Chronic headache, insomnia, and cerebrovascular malformation were found in the examination.

  Patient: Long-term headache, insomnia, fainting fern once two years ago Laboratory tests: right temporal middle cerebral artery travel area can be seen in the right side of the tortuous blood vessels, and radiation-like flowing vascular shadow; no obvious abnormal signal foci in the brain parenchyma, no changes in the ventricular system, no abnormalities in the brain pool, brain sulcus, midline structure in the middle. Ken asked the doctor to guide how to treat Zhao Guangyu, Department of Neurosurgery, Shandong Provincial Hospital: Cerebrovascular malformation (AVM) is a congenital cerebrovascular disease, which can cause symptoms such as intracranial hemorrhage, normal brain tissue ischemic attack (TIA), or epilepsy due to direct communication between arteries and veins in the brain causing arteriovenous short circuit.

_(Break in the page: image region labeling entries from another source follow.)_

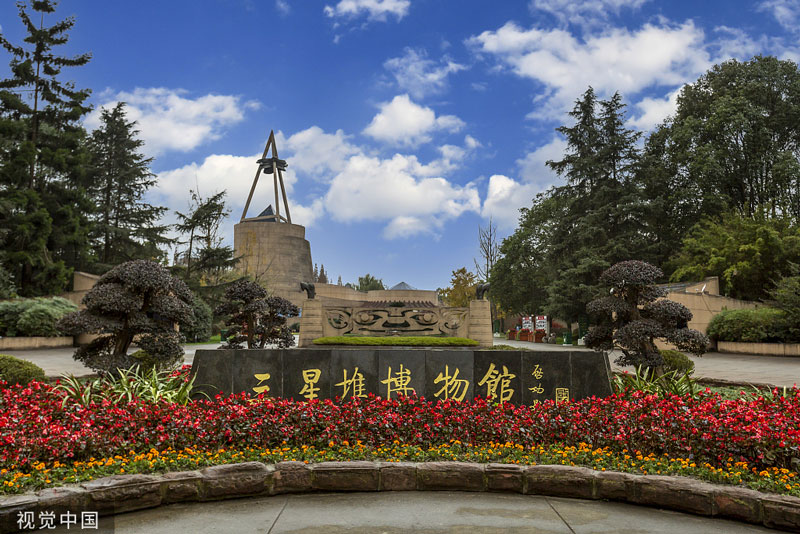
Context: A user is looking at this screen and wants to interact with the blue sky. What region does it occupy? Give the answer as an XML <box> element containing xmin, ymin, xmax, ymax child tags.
<box><xmin>0</xmin><ymin>0</ymin><xmax>800</xmax><ymax>289</ymax></box>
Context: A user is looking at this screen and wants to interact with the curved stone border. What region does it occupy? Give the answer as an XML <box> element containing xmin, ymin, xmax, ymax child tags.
<box><xmin>0</xmin><ymin>461</ymin><xmax>800</xmax><ymax>532</ymax></box>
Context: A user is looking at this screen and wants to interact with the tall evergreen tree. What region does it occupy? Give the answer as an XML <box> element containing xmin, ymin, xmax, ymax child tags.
<box><xmin>89</xmin><ymin>102</ymin><xmax>170</xmax><ymax>270</ymax></box>
<box><xmin>546</xmin><ymin>87</ymin><xmax>644</xmax><ymax>320</ymax></box>
<box><xmin>0</xmin><ymin>0</ymin><xmax>91</xmax><ymax>295</ymax></box>
<box><xmin>660</xmin><ymin>56</ymin><xmax>800</xmax><ymax>222</ymax></box>
<box><xmin>175</xmin><ymin>191</ymin><xmax>237</xmax><ymax>290</ymax></box>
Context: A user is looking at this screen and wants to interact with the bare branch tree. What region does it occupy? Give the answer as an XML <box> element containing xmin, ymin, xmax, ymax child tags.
<box><xmin>473</xmin><ymin>217</ymin><xmax>500</xmax><ymax>282</ymax></box>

It is a common cerebrovascular disease. You have already had an MRI for a preliminary diagnosis of cerebrovascular malformation, and further tests can be performed with a whole brain angiogram (DSA) to clarify the relationship between the blood supplying arteries and draining veins and the important neural structures. In terms of treatment, AVM can be treated with embolization, craniotomy, and r-knife treatment, all of which are based on cerebral angiography. Embolization is very traumatic and has the advantage of quick recovery after surgery, but the disadvantage is high cost; craniotomy can be a one-time cure, but it is very traumatic, dangerous and has many postoperative complications. r-knife has the advantage of no surgery, but it is slow and long, and is mostly used as an adjunct to other treatments. According to what you said, do cerebral angiography first and then make a decision.